The Philippines gets almost two-thirds of its total energy from oil and coal. The country did, however, recently announce a moratorium on new coal power, despite more than 5 million people in the Philippines still lacking electricity at home. Vietnam uses coal for more than half of its electricity generation and three-sevenths of its total energy, with fossil fuels cumulatively composing four-fifths of it. According to CAT, Vietnam “lacks policy action for a green economic recovery and has not focused efforts on emissions reductions.”

Led by Indonesia, the Philippines, and Vietnam, Southeast Asian electricity consumption will double by 2040, the International Energy Agency (IEA) projects. Though renewables will play a part in meeting new demand, much of it will be met by fossil-fuel sources, contributing to significant emissions increases.

If the three emerging ASEAN countries follow similar energy patterns to reach levels of development comparable to Malaysia’s and Thailand’s, it would mean a doubling of per capita emissions. Based on stated policy scenarios, IEA forecasts that emissions from the Southeast Asian region as a whole will rise from around 1,500 metric tons of CO2 in 2020 to over 2,300 metric tons by 2040 — an increase of more than 50 percent.

An intractable challenge to renewable-energy primacy in Southeast Asia is geography. The two most-populous countries, Indonesia and the Philippines, are archipelagos made up of thousands of inhabited islands. Among the geographic ramifications are challenges to electricity transmission and distribution, which particularly plague dispersed utility-scale wind and solar generation and the establishment of electric-vehicle networks. Similarly, national electrified rail networks, such those that unite much of China, are a nonstarter.

The region’s geography makes air travel the more viable option for most domestic trips. Indonesians in particular have already shown a strong inclination toward commercial air travel. Indonesia’s air traffic data show that Indonesian carriers transported around 100 million passengers in both 2018 and 2019 — three times more than a decade earlier. Growth in the Philippines has been similar. By 2039, the International Air Travel Association projects Indonesia will be the world’s fourth-largest-air-travel market, thanks in large part to its newly minted middle class.

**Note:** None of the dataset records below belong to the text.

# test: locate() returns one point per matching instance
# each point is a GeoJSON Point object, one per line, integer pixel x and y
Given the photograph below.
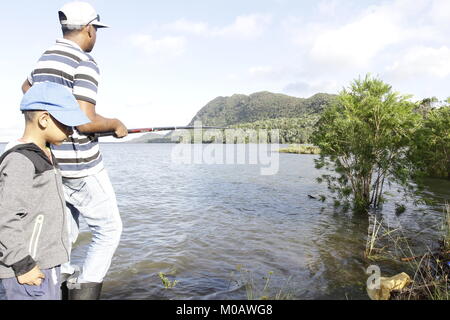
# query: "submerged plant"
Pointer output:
{"type": "Point", "coordinates": [166, 282]}
{"type": "Point", "coordinates": [254, 291]}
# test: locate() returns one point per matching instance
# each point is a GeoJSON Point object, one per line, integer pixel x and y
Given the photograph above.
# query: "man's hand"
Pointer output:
{"type": "Point", "coordinates": [121, 131]}
{"type": "Point", "coordinates": [32, 278]}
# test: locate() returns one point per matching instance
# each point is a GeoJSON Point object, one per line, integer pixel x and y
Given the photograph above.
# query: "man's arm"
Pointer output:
{"type": "Point", "coordinates": [99, 123]}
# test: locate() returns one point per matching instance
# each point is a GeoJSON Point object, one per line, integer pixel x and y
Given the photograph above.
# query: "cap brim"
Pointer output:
{"type": "Point", "coordinates": [72, 118]}
{"type": "Point", "coordinates": [100, 25]}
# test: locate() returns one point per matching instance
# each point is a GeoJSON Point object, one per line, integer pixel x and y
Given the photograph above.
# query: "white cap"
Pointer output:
{"type": "Point", "coordinates": [80, 14]}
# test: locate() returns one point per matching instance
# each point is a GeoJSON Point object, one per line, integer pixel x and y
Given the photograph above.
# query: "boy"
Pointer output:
{"type": "Point", "coordinates": [33, 226]}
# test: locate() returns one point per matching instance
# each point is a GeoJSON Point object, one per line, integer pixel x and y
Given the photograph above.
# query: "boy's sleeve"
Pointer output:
{"type": "Point", "coordinates": [86, 80]}
{"type": "Point", "coordinates": [16, 180]}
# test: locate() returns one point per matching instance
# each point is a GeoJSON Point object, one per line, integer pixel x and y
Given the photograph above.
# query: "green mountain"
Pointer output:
{"type": "Point", "coordinates": [239, 109]}
{"type": "Point", "coordinates": [294, 117]}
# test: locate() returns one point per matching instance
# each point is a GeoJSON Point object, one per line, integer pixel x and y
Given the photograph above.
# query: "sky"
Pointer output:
{"type": "Point", "coordinates": [162, 61]}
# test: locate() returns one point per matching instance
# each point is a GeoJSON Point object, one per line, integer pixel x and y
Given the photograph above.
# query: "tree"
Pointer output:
{"type": "Point", "coordinates": [364, 139]}
{"type": "Point", "coordinates": [430, 150]}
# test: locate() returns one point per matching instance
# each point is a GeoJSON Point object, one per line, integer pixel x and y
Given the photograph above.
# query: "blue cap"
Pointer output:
{"type": "Point", "coordinates": [57, 100]}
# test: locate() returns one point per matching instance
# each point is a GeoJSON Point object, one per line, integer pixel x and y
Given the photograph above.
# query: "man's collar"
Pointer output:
{"type": "Point", "coordinates": [69, 42]}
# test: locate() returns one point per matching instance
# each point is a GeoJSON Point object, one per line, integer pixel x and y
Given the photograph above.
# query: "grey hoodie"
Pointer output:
{"type": "Point", "coordinates": [33, 226]}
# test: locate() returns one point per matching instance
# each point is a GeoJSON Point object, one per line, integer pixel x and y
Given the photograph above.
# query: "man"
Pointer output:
{"type": "Point", "coordinates": [87, 187]}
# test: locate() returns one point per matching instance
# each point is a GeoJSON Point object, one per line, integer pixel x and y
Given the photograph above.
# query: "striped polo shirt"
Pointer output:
{"type": "Point", "coordinates": [67, 64]}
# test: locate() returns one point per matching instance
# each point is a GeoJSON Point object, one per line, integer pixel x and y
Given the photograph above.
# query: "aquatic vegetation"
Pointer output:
{"type": "Point", "coordinates": [166, 282]}
{"type": "Point", "coordinates": [261, 290]}
{"type": "Point", "coordinates": [364, 140]}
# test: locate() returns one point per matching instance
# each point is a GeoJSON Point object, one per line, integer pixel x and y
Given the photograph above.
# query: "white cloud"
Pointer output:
{"type": "Point", "coordinates": [247, 26]}
{"type": "Point", "coordinates": [422, 61]}
{"type": "Point", "coordinates": [375, 31]}
{"type": "Point", "coordinates": [244, 26]}
{"type": "Point", "coordinates": [166, 46]}
{"type": "Point", "coordinates": [183, 25]}
{"type": "Point", "coordinates": [261, 71]}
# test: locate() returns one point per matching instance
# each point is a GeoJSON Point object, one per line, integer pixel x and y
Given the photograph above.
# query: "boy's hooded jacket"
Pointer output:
{"type": "Point", "coordinates": [33, 224]}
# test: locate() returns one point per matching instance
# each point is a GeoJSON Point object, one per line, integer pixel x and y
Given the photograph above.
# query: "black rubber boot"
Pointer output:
{"type": "Point", "coordinates": [84, 291]}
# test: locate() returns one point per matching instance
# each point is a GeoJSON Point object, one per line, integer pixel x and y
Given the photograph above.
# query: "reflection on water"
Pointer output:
{"type": "Point", "coordinates": [198, 223]}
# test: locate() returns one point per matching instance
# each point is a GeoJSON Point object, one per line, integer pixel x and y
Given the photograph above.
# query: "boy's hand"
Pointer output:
{"type": "Point", "coordinates": [32, 278]}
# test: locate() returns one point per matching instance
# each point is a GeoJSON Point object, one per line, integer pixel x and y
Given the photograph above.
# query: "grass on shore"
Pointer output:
{"type": "Point", "coordinates": [431, 271]}
{"type": "Point", "coordinates": [300, 149]}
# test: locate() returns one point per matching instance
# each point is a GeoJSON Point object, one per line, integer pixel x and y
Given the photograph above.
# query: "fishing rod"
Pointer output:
{"type": "Point", "coordinates": [147, 130]}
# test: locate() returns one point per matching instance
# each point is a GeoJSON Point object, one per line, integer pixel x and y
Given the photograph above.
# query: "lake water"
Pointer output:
{"type": "Point", "coordinates": [216, 228]}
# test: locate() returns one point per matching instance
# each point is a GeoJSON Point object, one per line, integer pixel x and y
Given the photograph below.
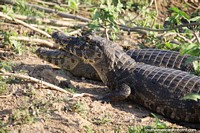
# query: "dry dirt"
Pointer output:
{"type": "Point", "coordinates": [32, 108]}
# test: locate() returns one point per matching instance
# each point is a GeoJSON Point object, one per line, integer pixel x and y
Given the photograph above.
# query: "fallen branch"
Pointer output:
{"type": "Point", "coordinates": [50, 21]}
{"type": "Point", "coordinates": [9, 95]}
{"type": "Point", "coordinates": [47, 43]}
{"type": "Point", "coordinates": [24, 24]}
{"type": "Point", "coordinates": [35, 80]}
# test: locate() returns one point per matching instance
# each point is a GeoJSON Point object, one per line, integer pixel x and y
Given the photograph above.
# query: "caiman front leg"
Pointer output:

As the projected growth of the ASEAN countries demonstrates, China is not the climate end-all-and-be-all. Hundreds of millions of Southeast Asians hunger for the amenities of the global middle class and are positioned to seize them. The sovereign governments of the region, most starkly Indonesia’s and Vietnam’s, will act to further that ambition, not to suppress it with costly climate and energy policies.

Moreover, the framing of climate as a challenge that the U.S. and China can solve only together serves to elevate China’s prestige in the very ways it seeks. As noted in a National Review editorial, China can utilize platforms such as Biden’s summit to present itself as an arbiter of global norms and to exploit cleavages in the critical alliances that would otherwise unite to counter China.

No matter what Biden and Xi hash out, global economic trends are afoot that are beyond the reach of either.